The Sturmgeschütz III originated from German experiences in World War I when it was discovered that, during the offensives on the western front, the infantry lacked the means to effectively engage fortifications. The artillery of the time was heavy and not mobile enough to keep up with the advancing infantry to destroy bunkers, pillboxes, and other minor obstacles with direct fire. Although the problem was well known in the German army, it was General Erich von Manstein who is considered the father of the Sturmartillerie ("assault artillery"). This is because the initial proposal was from (then) Colonel Erich von Manstein and submitted to General Ludwig Beck in 1935, suggesting that Sturmartillerie units should be used in a direct-fire support role for infantry divisions. On June 15, 1936, Daimler-Benz AG received an order to develop an armoured infantry support vehicle capable of mounting a 75 mm (2.95 in) calibre artillery piece. The gun mount's fixed, fully integrated casemate superstructure was to allow a limited traverse of a minimum of 25° and provide overhead protection for the crew. The height of the vehicle was not to exceed that of the average soldier.

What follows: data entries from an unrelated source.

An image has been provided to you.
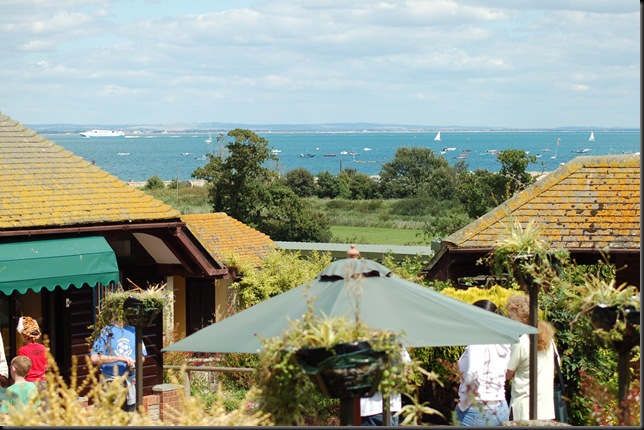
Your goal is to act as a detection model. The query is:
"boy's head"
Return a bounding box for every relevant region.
[10,356,32,378]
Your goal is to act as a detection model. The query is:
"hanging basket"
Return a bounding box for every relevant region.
[123,296,163,327]
[590,304,640,351]
[295,341,387,398]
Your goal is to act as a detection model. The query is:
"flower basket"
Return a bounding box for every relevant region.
[295,341,387,398]
[590,304,640,350]
[123,296,163,327]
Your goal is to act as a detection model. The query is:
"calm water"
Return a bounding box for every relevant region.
[45,130,640,182]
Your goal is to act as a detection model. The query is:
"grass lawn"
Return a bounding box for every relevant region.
[331,226,426,246]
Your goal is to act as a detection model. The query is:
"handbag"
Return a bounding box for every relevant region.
[553,346,569,423]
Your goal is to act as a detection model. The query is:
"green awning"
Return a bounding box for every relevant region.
[0,236,120,295]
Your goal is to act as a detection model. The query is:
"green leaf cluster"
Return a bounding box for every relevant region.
[233,249,333,309]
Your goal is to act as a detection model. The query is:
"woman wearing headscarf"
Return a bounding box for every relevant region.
[455,299,511,426]
[17,316,48,391]
[505,294,556,421]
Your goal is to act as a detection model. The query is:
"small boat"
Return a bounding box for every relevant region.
[323,154,336,157]
[300,153,315,158]
[575,148,591,153]
[434,131,441,141]
[205,132,212,144]
[271,149,282,154]
[80,129,125,138]
[182,152,192,156]
[457,153,469,159]
[442,147,456,152]
[117,152,130,156]
[363,147,372,151]
[340,151,349,155]
[589,131,595,142]
[348,151,360,156]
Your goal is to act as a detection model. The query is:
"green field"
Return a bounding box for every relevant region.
[331,225,425,245]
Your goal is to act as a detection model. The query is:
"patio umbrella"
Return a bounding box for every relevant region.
[164,257,537,354]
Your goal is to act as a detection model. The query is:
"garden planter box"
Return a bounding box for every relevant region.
[295,341,386,398]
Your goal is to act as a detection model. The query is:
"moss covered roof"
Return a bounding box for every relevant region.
[444,154,640,250]
[182,213,277,267]
[0,112,181,230]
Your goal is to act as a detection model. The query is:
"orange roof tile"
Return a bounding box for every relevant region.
[0,112,180,229]
[182,213,277,267]
[444,154,640,251]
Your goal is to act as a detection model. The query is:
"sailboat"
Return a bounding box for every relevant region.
[589,131,595,142]
[205,132,212,144]
[434,131,441,142]
[551,138,560,159]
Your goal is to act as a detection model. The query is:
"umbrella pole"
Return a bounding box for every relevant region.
[383,394,391,426]
[529,286,538,420]
[339,398,361,426]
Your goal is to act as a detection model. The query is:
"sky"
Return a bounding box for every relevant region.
[0,0,640,128]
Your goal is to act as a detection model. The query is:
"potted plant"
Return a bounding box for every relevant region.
[87,281,171,346]
[571,274,640,346]
[479,219,568,290]
[253,301,439,426]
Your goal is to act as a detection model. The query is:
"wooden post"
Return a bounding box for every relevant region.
[339,398,361,426]
[528,285,538,420]
[135,325,143,409]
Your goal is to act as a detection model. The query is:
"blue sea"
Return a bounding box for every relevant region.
[44,130,640,182]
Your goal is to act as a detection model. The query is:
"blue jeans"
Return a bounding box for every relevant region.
[362,413,400,426]
[455,400,509,426]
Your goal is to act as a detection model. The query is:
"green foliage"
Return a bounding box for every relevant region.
[87,283,170,347]
[455,168,502,218]
[254,301,439,426]
[284,167,317,197]
[144,175,165,190]
[496,149,537,196]
[479,218,569,290]
[233,249,333,309]
[338,168,380,199]
[201,128,277,221]
[379,147,451,199]
[316,170,344,198]
[439,285,519,315]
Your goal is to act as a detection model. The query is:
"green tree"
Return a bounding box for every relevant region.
[284,168,317,197]
[497,149,537,196]
[455,169,501,218]
[192,129,331,242]
[338,168,380,200]
[316,171,344,199]
[144,175,165,190]
[379,147,453,199]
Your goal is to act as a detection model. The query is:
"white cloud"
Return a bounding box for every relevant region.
[0,0,639,127]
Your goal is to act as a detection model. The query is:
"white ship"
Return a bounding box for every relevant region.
[79,129,125,138]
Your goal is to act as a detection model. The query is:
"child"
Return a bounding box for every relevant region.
[17,317,48,391]
[0,356,40,413]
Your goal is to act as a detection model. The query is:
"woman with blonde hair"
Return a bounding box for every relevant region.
[505,294,557,421]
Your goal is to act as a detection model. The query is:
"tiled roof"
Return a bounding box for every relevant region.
[443,154,640,250]
[182,213,277,267]
[0,112,180,229]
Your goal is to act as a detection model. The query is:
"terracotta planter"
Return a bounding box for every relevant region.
[295,341,386,398]
[123,296,163,326]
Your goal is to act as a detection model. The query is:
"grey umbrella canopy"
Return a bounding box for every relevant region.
[163,258,537,354]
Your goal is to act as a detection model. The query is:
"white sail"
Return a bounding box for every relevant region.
[205,132,212,144]
[589,131,595,142]
[434,131,441,141]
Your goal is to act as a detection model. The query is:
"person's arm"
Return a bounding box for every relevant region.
[506,369,515,380]
[90,352,136,368]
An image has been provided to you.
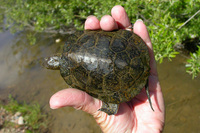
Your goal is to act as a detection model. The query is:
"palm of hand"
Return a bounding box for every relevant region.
[50,5,165,133]
[93,75,164,133]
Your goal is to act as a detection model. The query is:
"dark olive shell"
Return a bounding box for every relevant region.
[60,29,150,104]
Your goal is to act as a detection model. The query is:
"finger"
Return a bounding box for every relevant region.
[84,15,101,30]
[133,20,158,76]
[111,5,131,29]
[49,88,102,115]
[100,15,118,31]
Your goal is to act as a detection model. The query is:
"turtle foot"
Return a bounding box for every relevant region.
[98,102,119,115]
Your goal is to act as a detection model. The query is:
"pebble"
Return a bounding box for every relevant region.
[18,116,24,125]
[9,112,24,125]
[15,112,21,117]
[55,38,61,43]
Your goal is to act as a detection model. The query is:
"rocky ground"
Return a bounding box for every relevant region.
[0,107,28,133]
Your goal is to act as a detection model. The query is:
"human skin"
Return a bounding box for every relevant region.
[50,5,165,133]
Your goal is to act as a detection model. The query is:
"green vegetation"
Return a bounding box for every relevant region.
[0,0,200,78]
[0,95,49,132]
[186,46,200,79]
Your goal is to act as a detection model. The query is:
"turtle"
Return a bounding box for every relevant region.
[44,29,154,115]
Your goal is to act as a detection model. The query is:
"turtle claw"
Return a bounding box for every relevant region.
[145,80,154,111]
[98,102,119,115]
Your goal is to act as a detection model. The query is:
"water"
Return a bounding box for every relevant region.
[0,30,101,133]
[158,55,200,133]
[0,29,200,133]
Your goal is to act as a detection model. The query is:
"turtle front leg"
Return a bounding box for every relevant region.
[98,102,119,115]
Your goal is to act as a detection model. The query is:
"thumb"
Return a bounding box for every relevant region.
[49,88,102,115]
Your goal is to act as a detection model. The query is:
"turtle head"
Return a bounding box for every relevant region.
[43,54,61,70]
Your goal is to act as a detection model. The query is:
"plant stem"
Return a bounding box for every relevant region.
[177,9,200,30]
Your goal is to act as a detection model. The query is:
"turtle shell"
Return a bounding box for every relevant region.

Daimler-Benz AG used the chassis and running gear of its recently designed Panzer III medium tank as a basis for the new vehicle. Prototype manufacture was passed over to Alkett, which produced five prototypes in 1937 on Panzer III Ausf. B chassis. These prototypes featured a mild steel superstructure and Krupp’s short-barrelled, howitzer-like in appearance, 75 mm StuK 37 L/24 cannon. Production vehicles with this gun were known as StuG III Ausführung (version) A to E.
While the StuG III was considered self-propelled artillery, it was not initially clear which land combat arm of the Wehrmacht Heer would handle the new weapon. The Panzer arm, the natural user of tracked fighting vehicles, had no resources to spare for the formation of StuG units, and neither did the infantry branch. It was agreed, after a discussion, it would best be employed as part of the artillery arm.
The StuGs were organized into battalions (later renamed "brigades" for disinformation purposes) and followed their own specific doctrine. Infantry support using direct-fire was its intended role. Later there was also a strong emphasis on destroying enemy armour whenever encountered.
As the StuG III was designed to fill an infantry close support combat role, early models were fitted with a low-velocity 75 mm StuK 37 L/24 gun to destroy soft-skin targets and fortifications. After the Germans encountered the Soviet KV-1 and T-34 tanks, the StuG III was first equipped with a high-velocity 75 mm StuK 40 L/43 main gun (Spring 1942) and in Autumn 1942 with the slightly longer 75 mm StuK 40 L/48 gun. These versions were known as the Sturmgeschütz 40 Ausführung F, Ausf. F/8 and Ausf. G.
When the StuG IV entered production in late 1943 and early 1944, the "III" was added to the name to separate it from the Panzer IV-based assault guns. All previous and following models were thereafter known as Sturmgeschütz III.
Beginning with the StuG III Ausf. G from December 1942, a 7.92 mm MG34 machine gun could be mounted on a shield on top of the superstructure for added anti-infantry protection. Some of the F/8 models were retrofitted with a shield as well. Many of the later StuG III Ausf. G models were equipped with an additional coaxial 7.92 mm MG34.
The vehicles of the Sturmgeschütz series were cheaper and faster to build than contemporary German tanks; at 82,500 RM, a StuG III Ausf G was cheaper than a Panzer III Ausf. M, which cost 103,163 RM. This was due to the omission of the turret, which greatly simplified manufacture and allowed the chassis to carry a larger gun than it could otherwise. By the end of the war, ~11,300 StuG IIIs and StuH 42s had been built.